The project focus is a 40-minute theatre production - FRED's Fair Play - which uses sport, music and dance to tell the story of an Aussie Rules-loving fairy named FRED (Freedom, Respect, Equality and Dignity).

It has been performed at eight community festivals within the culturally-diverse eastern fringe of Melbourne last year and there are now plans to introduce it into schools in the same region in coming months.

Project director Tanja Kovac said FRED encouraged children to "see that the right to wear a team scarf is no different to wearing a headscarf".

"We show how rules of fair play on the sports field - rules we take for granted, like independent umpires - are also essential for fair play in life," she said.

ECLC manager Michael Smith said FRED's mix of sport, human rights, drama and humour had so far proven a winner with both children and their parents.

"So we then began thinking it could be done more broadly and taken into schools, where it will also include a workshop," Mr Smith said.

"Sport is something everyone can relate to, and we use several sports as well as Aussie Rules.
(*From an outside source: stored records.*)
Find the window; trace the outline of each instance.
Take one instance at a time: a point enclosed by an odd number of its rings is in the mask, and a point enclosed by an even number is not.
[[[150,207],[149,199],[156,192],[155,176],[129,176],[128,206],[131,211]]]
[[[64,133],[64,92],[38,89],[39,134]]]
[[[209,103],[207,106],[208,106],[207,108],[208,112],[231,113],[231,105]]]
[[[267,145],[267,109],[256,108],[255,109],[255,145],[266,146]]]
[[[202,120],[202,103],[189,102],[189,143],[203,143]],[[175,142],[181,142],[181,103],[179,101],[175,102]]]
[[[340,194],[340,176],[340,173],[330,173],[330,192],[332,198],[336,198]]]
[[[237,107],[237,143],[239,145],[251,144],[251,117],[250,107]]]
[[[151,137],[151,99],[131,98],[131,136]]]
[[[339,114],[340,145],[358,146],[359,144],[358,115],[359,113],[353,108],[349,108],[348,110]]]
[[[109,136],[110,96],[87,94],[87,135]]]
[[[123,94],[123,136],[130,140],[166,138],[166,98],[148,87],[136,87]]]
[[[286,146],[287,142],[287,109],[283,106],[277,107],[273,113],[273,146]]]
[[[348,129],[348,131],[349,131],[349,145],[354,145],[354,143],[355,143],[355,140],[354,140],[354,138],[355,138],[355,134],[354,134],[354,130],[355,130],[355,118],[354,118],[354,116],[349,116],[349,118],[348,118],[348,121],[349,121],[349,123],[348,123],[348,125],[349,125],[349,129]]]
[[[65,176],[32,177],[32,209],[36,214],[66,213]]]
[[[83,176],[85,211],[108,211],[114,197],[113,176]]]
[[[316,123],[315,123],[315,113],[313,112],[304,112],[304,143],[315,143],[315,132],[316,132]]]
Sport is everywhere and people talk sports all the time.

"They will debate for hours whether a 50m penalty should have been given or if someone should be selected, but do not spend the same amount of time debating human rights.

"Not many people even really know the fundamentals."

An advisory board of sports administrators, legal practitioners, educators and artists helped develop the enterprise, including human rights lawyers and former Fitzroy Football Club president Dyson Hore-Lacy SC, the AFL and the Sports Without Borders Foundation.

The new schools-focused initiative was launched on 11 September by Attorney-General Rob Hulls with an excerpt from the play and a performance from young new arrivals to Australia.

The National Human Rights Consultation, initiated by the federal government, was due to release its recommendations at the end of September.